La chance est avec moi et j’ai reçu à temps la prescription du chirurgien que je tends à l’infirmier à son arrivée. Il s’en saisit, lève les yeux au ciel et hausse les épaules et me dit : « Je ne vous ferai pas d’application de Xylocaïne. » Plus la peine de discuter, je ne m’allonge même pas, je lui dis que, dans ces conditions, il ne me touchera pas. Jno lui dit qu’il peut repartir, le prend par le coude et le raccompagne à la porte. Sur le palier, il lance un « Bon courage ! » tonitruant qui n’a rien de bienveillant. Seul détail réconfortant, je ne lui ai pas donné ma carte vitale, il ne sera pas payé. 

Rien ne peut me calmer, même pas les glaces du « 15 » dont Jno me gave depuis des semaines pour faire passer mes larmes. Cette fois, rien n’y fera ni les glaces ni les mots de la psy, cette fois j’explose de rage, je deviens folle. Je passe une nuit sans espoir, une nuit dont je me souviens à peine. 

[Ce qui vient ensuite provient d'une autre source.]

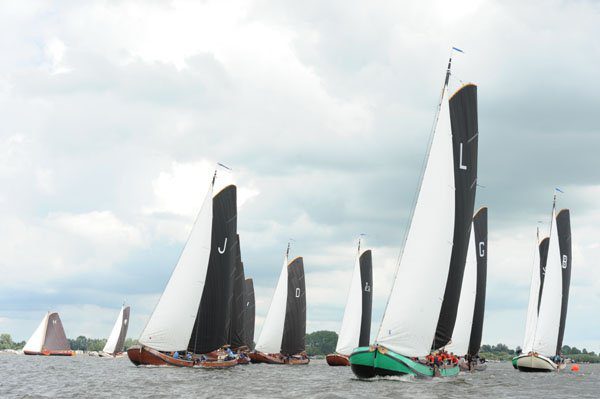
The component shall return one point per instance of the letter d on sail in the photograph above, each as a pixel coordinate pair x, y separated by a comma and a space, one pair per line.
460, 164
222, 251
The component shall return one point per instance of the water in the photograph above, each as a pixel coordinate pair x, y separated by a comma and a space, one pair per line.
90, 377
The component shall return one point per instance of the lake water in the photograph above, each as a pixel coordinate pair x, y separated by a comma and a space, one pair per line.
89, 377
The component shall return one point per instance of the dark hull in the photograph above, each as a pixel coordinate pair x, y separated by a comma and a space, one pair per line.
335, 359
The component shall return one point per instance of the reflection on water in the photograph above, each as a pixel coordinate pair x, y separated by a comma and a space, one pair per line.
92, 377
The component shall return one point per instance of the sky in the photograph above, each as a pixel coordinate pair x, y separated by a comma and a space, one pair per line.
114, 114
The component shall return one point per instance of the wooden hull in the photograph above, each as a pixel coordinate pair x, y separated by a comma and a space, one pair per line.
335, 359
144, 356
535, 363
370, 362
259, 357
50, 353
295, 361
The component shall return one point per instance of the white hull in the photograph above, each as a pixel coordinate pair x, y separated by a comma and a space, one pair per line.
535, 363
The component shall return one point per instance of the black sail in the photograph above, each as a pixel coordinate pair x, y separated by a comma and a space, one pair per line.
55, 339
123, 334
294, 329
211, 328
249, 313
543, 259
366, 279
480, 235
563, 226
236, 328
463, 118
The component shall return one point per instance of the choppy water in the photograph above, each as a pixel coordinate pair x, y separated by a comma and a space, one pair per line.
89, 377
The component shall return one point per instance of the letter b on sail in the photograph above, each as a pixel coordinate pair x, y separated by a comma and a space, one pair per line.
222, 251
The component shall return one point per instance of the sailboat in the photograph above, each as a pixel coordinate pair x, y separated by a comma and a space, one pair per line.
356, 324
545, 327
466, 338
421, 311
49, 338
193, 314
116, 341
282, 338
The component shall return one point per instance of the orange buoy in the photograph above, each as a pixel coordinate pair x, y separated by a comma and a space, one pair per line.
575, 367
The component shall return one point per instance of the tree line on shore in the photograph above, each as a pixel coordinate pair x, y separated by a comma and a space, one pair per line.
320, 343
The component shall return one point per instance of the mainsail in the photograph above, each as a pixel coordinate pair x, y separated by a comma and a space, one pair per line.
116, 340
480, 228
211, 329
294, 330
249, 313
466, 307
356, 323
463, 118
269, 340
236, 329
410, 318
563, 227
172, 321
546, 332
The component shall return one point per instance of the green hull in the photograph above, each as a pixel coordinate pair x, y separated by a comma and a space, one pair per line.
372, 362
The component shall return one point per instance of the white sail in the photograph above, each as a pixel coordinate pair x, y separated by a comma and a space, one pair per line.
350, 330
410, 320
461, 336
532, 308
271, 334
36, 341
113, 339
546, 332
171, 323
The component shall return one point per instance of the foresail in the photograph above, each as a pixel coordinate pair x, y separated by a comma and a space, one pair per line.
36, 341
116, 340
294, 330
413, 308
271, 334
172, 321
113, 338
481, 252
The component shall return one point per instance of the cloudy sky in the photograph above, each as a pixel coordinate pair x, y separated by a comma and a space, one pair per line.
113, 114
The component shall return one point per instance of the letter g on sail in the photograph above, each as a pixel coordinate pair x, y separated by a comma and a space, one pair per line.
222, 251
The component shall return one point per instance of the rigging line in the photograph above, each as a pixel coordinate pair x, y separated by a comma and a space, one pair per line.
416, 196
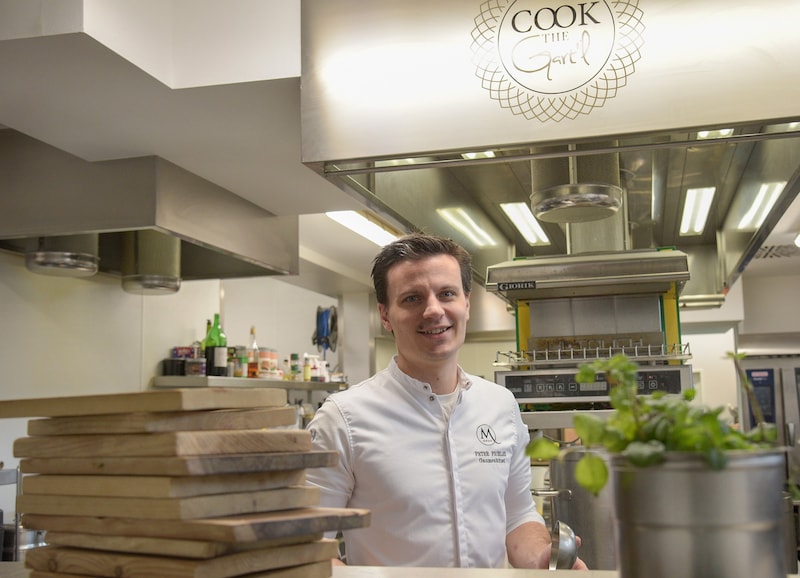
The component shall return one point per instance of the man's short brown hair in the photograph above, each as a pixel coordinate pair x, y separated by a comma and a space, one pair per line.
414, 247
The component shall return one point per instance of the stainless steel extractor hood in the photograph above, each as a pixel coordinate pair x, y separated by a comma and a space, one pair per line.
588, 275
48, 193
475, 129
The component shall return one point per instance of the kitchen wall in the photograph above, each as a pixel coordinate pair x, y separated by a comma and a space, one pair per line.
69, 336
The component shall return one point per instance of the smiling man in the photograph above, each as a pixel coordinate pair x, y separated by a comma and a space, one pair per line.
437, 455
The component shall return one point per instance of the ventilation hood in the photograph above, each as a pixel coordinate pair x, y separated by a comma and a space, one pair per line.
423, 117
588, 275
48, 193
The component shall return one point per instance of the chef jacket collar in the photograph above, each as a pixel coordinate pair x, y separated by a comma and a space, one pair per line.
464, 383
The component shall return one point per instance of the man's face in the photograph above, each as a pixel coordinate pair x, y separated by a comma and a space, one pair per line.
427, 310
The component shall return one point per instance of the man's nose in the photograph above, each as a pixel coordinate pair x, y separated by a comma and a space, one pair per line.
433, 307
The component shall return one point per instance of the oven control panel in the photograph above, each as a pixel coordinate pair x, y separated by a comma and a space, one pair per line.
560, 385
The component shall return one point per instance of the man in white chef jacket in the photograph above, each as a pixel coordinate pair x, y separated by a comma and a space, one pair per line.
436, 455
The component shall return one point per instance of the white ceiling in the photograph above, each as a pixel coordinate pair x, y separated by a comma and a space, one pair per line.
73, 92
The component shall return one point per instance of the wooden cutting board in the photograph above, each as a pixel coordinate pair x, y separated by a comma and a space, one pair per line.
170, 508
164, 421
92, 563
159, 486
167, 546
313, 570
182, 443
181, 465
145, 401
243, 528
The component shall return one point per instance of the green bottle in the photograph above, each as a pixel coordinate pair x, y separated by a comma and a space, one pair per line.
216, 350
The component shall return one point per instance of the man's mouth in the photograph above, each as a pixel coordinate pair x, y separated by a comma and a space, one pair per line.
437, 331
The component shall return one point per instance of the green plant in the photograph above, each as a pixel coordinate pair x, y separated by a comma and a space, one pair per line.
644, 427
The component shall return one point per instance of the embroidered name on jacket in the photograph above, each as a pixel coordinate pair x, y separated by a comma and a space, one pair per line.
487, 437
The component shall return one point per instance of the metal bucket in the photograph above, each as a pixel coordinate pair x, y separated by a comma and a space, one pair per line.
591, 517
683, 519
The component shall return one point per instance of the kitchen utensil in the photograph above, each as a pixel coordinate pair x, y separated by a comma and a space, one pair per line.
564, 549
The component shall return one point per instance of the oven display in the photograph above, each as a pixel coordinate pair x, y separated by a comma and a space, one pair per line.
532, 387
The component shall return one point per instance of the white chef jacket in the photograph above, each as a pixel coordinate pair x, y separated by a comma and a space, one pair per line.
441, 493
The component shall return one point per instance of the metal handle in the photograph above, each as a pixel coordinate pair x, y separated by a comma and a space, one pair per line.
552, 493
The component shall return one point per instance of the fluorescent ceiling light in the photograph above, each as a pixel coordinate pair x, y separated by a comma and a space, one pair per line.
721, 133
521, 216
695, 210
461, 221
480, 155
766, 197
358, 223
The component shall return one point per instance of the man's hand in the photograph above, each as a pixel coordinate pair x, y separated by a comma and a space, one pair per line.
529, 546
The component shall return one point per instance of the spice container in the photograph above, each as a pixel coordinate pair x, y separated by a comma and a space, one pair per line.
195, 366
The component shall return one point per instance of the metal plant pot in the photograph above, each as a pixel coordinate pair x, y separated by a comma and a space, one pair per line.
589, 516
683, 519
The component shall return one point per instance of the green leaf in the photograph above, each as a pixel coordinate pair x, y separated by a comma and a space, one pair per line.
591, 473
542, 449
589, 428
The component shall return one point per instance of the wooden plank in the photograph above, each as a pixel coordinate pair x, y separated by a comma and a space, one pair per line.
159, 486
145, 401
164, 421
181, 465
196, 549
182, 443
314, 570
171, 508
94, 563
242, 528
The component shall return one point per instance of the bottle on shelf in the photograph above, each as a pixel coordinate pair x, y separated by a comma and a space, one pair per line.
216, 350
252, 354
306, 368
203, 341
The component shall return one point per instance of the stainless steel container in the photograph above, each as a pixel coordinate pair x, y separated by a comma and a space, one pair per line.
591, 517
683, 519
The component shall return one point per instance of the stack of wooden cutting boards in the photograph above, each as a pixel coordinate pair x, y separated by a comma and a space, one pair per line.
200, 483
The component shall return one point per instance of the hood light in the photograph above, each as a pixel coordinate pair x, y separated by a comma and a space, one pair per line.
151, 263
522, 218
65, 256
363, 226
695, 210
766, 197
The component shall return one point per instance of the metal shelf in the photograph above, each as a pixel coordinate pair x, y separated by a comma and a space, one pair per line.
643, 354
173, 381
547, 419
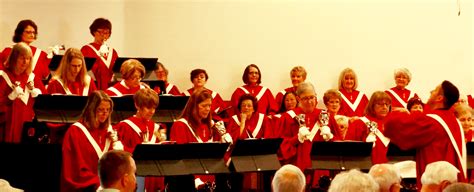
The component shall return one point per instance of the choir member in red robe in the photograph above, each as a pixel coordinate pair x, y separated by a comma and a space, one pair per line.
252, 78
353, 102
18, 89
162, 74
297, 75
26, 31
101, 29
199, 79
132, 73
400, 94
85, 142
437, 136
71, 77
140, 128
297, 142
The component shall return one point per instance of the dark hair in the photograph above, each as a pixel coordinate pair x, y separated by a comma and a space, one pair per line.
283, 106
20, 28
100, 23
245, 76
248, 97
196, 72
450, 93
113, 165
414, 101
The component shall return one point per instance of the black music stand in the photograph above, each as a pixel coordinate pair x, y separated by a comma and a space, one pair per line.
253, 155
180, 159
470, 155
148, 63
341, 155
395, 154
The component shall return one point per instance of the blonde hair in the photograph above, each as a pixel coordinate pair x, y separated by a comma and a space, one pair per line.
65, 66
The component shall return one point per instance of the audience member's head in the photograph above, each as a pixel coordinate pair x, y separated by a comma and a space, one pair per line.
289, 178
353, 180
117, 171
387, 176
438, 175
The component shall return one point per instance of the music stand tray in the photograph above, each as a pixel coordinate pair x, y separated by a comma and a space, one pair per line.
253, 155
180, 159
341, 155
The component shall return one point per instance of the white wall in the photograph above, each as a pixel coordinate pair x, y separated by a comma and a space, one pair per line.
223, 36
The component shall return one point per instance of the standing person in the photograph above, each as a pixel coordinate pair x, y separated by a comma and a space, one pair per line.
27, 31
71, 77
437, 136
132, 73
18, 89
101, 29
297, 75
400, 94
353, 102
85, 142
199, 79
252, 78
117, 171
162, 74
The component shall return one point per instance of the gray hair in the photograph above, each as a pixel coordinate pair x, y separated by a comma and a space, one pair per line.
289, 178
385, 175
439, 171
353, 180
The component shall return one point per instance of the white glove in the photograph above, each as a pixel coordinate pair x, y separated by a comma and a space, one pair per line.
303, 134
17, 91
326, 133
226, 138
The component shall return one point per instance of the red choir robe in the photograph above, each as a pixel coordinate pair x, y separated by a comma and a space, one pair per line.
82, 149
291, 150
353, 104
39, 61
130, 133
170, 89
265, 99
102, 68
218, 103
430, 138
19, 110
281, 94
400, 97
56, 86
120, 89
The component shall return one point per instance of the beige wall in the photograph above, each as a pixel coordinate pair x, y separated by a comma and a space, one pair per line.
223, 36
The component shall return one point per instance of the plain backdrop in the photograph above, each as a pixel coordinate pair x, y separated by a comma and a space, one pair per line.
373, 37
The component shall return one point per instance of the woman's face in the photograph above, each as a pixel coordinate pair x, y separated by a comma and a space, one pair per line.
75, 68
134, 80
290, 102
348, 81
29, 35
246, 107
103, 111
333, 105
199, 80
204, 108
253, 76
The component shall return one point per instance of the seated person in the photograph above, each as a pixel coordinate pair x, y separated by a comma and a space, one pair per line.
71, 77
117, 171
289, 178
132, 73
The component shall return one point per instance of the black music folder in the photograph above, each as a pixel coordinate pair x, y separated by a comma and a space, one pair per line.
341, 155
180, 159
251, 155
148, 63
395, 154
56, 60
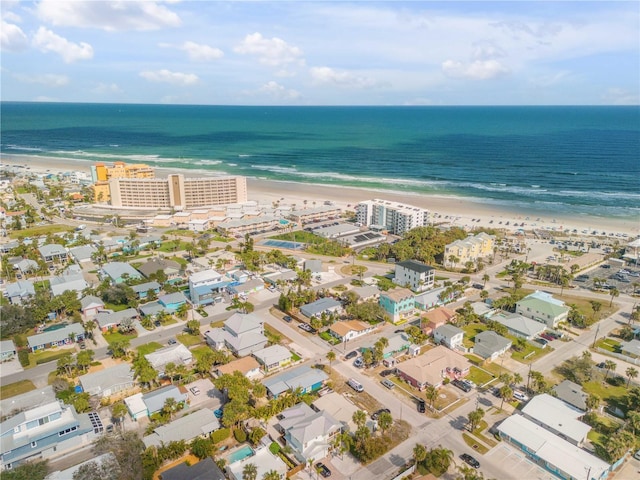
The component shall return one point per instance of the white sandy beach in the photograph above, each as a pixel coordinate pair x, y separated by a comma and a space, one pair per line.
454, 210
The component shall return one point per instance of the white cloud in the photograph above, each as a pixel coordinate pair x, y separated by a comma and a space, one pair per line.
108, 15
274, 52
329, 76
167, 76
47, 79
477, 70
47, 41
278, 91
12, 38
104, 88
201, 53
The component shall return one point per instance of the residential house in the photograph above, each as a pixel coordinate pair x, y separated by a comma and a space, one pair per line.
200, 423
109, 381
304, 377
109, 320
205, 469
518, 325
206, 287
71, 280
399, 304
52, 252
307, 432
350, 329
45, 432
142, 289
448, 335
489, 345
264, 461
20, 292
550, 451
170, 268
571, 393
248, 366
273, 357
7, 350
326, 305
630, 348
90, 305
241, 333
155, 401
436, 318
56, 338
177, 354
119, 272
471, 248
417, 276
83, 253
543, 308
432, 367
558, 417
367, 292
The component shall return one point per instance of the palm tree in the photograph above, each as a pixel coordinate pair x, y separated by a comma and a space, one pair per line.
609, 365
249, 472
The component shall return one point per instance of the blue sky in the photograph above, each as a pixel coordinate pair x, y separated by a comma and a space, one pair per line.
322, 53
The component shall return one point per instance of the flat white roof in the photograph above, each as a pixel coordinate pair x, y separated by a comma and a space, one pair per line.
552, 449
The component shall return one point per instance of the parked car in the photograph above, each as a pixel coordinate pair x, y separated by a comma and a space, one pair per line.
388, 383
461, 385
520, 396
352, 354
376, 414
470, 460
323, 470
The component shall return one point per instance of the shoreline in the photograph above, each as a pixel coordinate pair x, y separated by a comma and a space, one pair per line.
455, 211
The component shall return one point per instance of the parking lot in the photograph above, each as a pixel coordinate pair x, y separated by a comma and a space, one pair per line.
516, 462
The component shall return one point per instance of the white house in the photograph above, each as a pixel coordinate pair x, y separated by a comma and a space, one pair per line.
448, 335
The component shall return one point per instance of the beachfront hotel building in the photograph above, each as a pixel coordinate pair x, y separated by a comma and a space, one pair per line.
397, 218
177, 192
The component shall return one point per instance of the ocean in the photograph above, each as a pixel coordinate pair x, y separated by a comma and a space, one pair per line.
556, 160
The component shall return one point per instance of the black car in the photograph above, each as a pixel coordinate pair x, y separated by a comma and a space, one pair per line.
461, 385
470, 460
376, 414
323, 470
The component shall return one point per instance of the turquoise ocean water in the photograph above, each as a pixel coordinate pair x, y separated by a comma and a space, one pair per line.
562, 160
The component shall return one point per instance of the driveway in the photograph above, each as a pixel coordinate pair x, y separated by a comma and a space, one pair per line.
514, 461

LA DOUZIÈME, c’est celle que m’a envoyée Souchon. « L’infirmière est un ange et ses yeux sont verts, comme elle lui sourit… » Je ne sais pas où j’ai trouvé la force de cet ultime effort, retourner sur l’écran de mon mac et faire une nouvelle recherche, composer le numéro et laisser un message comme un appel au secours. Elle m’a rappelée, m’a rassurée, et, le lendemain matin, elle était assise sur le bord de mon lit et m’a dit : « Expliquez-moi ce qui vous est arrivé. J’ai tout mon temps. » Elle savait bien que je ne m’étais pas pris un airbag Takata. C’était la première fois qu’un soignant s’asseyait sur le lit à côté de moi, la première fois qu’on me demandait si je dormais bien, si je n’avais pas mal. La première fois qu’on me disait que c’était normal d’avoir encore si mal et qu’il fallait que je prenne des antalgiques, que je ne pouvais pas supporter ces maltraitances. Elle a regardé la pile de pansements et des spécialités que ses collègues nous avaient fait acheter et elle a souri en disant qu’on avait du stock pour un moment. Elle a abandonné les protocoles imbéciles qui brulaient mes plaies et a repris les consignes strictes du chirurgien. Elle ne me touche pas avant d’avoir appliqué la Xylocaïne et n’aurait jamais eu l’idée de ne pas l’utiliser. Elle me parle de sa fille, elle me raconte ses études à Périgueux. C’est un ange. 


LA TREIZIÈME. C’était ce matin. C’est sa collègue, son binôme. C’est le deuxième ange. 

Cette fois, je sais que je vais guérir.